Pipeline Utilities
Meta-extractors for combining, selecting, and orchestrating extraction strategies.
Pipeline Utilities
Overview
Pipeline utility extractors don’t extract text themselves. Instead, they coordinate other extractors to:
Try multiple extractors and select the best result
Override extraction for specific items
Chain extractors sequentially
Implement fallback strategies
Route items to different extractors
Available Extractors
Selection Extractors
select-text
Selects the first successful extractor from a list.
Use case: Fallback chain (try extractor A, fall back to B, then C)
extractor_id: select-text
config:
extractors:
- pdf-text
- ocr-rapidocr
- markitdown
select-longest-text
Runs all extractors and selects the longest output.

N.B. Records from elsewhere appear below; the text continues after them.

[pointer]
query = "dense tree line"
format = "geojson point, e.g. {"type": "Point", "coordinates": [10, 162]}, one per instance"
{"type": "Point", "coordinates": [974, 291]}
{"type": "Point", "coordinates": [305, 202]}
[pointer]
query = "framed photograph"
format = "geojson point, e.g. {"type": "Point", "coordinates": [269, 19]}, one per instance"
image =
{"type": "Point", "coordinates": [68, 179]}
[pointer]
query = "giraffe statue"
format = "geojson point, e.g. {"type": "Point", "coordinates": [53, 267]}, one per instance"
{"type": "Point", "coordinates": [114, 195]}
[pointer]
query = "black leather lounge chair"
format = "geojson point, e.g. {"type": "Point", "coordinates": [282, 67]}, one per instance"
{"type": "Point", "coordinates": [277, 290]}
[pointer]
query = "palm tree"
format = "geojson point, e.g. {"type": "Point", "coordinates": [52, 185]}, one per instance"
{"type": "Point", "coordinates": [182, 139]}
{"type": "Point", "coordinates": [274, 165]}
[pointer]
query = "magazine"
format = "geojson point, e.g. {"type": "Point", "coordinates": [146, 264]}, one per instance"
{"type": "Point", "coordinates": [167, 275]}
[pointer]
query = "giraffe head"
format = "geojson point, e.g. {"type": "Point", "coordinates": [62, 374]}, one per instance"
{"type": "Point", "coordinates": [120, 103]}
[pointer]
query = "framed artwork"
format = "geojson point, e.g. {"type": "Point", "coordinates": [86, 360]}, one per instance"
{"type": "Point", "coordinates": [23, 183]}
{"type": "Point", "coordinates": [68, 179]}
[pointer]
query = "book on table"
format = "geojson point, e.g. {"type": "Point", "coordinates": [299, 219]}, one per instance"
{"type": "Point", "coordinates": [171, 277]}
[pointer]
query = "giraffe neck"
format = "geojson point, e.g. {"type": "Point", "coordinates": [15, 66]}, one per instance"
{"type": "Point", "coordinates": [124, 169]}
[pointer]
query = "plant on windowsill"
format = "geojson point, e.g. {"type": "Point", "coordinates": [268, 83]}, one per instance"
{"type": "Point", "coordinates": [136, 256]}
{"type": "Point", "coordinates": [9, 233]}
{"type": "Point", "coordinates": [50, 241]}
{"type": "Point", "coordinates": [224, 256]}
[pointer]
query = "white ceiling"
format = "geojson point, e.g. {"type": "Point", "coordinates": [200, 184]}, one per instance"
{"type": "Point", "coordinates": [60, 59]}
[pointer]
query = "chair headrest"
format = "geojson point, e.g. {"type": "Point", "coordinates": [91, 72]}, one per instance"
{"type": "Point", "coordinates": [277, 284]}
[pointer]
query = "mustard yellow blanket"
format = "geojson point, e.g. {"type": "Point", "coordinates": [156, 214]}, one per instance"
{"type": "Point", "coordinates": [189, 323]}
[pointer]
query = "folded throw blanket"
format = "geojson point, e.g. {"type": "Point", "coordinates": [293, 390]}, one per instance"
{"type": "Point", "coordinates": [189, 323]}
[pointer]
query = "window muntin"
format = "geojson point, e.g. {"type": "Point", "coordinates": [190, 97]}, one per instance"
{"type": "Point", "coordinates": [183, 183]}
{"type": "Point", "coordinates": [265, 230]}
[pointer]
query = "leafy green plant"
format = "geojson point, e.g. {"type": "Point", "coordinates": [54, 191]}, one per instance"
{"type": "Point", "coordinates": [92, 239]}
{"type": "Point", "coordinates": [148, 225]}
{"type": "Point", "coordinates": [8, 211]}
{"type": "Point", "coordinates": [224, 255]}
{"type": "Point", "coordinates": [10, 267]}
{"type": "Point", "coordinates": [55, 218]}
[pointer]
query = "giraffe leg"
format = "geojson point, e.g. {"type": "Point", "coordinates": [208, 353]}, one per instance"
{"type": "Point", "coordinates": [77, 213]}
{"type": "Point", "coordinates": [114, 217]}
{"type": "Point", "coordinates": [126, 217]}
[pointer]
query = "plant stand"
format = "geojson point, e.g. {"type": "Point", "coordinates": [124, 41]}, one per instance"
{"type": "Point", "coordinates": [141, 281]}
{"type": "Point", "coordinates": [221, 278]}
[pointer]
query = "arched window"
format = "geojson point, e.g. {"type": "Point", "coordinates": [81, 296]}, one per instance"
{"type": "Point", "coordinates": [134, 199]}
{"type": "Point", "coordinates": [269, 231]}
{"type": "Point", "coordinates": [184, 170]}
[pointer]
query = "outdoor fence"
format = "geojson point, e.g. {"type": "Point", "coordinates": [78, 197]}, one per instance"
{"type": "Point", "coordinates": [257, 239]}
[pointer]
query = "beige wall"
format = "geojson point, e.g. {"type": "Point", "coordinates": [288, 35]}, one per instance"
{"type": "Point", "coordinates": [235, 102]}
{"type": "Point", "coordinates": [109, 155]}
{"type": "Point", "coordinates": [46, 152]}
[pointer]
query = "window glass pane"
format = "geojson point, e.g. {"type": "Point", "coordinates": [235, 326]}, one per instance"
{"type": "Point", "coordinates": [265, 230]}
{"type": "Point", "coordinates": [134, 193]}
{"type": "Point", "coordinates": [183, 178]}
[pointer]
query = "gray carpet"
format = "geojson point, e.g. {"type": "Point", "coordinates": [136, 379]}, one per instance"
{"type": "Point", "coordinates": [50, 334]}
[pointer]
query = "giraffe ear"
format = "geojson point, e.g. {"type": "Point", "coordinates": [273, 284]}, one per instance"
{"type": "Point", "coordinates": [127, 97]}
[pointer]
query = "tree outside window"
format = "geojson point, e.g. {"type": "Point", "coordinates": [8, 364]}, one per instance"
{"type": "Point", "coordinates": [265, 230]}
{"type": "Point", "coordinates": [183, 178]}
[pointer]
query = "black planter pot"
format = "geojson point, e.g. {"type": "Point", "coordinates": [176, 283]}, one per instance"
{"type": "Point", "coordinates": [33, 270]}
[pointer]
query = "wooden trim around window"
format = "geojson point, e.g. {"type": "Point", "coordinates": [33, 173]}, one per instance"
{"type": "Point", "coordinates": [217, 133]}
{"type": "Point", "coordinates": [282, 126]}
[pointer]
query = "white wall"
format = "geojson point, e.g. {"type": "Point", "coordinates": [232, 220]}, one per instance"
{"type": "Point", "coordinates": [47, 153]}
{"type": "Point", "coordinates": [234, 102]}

Use case: Maximize extracted content when multiple strategies work
extractor_id: select-longest-text
config:
extractors:
- pdf-text
- markitdown
- unstructured
Override Extractors
select-override
Overrides extraction for specific items by ID.
Use case: Manual overrides for problematic documents
extractor_id: select-override
config:
default_extractor: pdf-text
overrides:
- item_id: abc123
extractor: ocr-rapidocr
select-smart-override
Routes items to different extractors based on media type patterns.
Use case: Automatic routing by document type
extractor_id: select-smart-override
config:
default_extractor: pdf-text
overrides:
- media_type_pattern: "image/.*"
extractor: ocr-rapidocr
- media_type_pattern: "audio/.*"
extractor: stt-deepgram
Composition Extractor
pipeline
Chains multiple extractors sequentially, concatenating results.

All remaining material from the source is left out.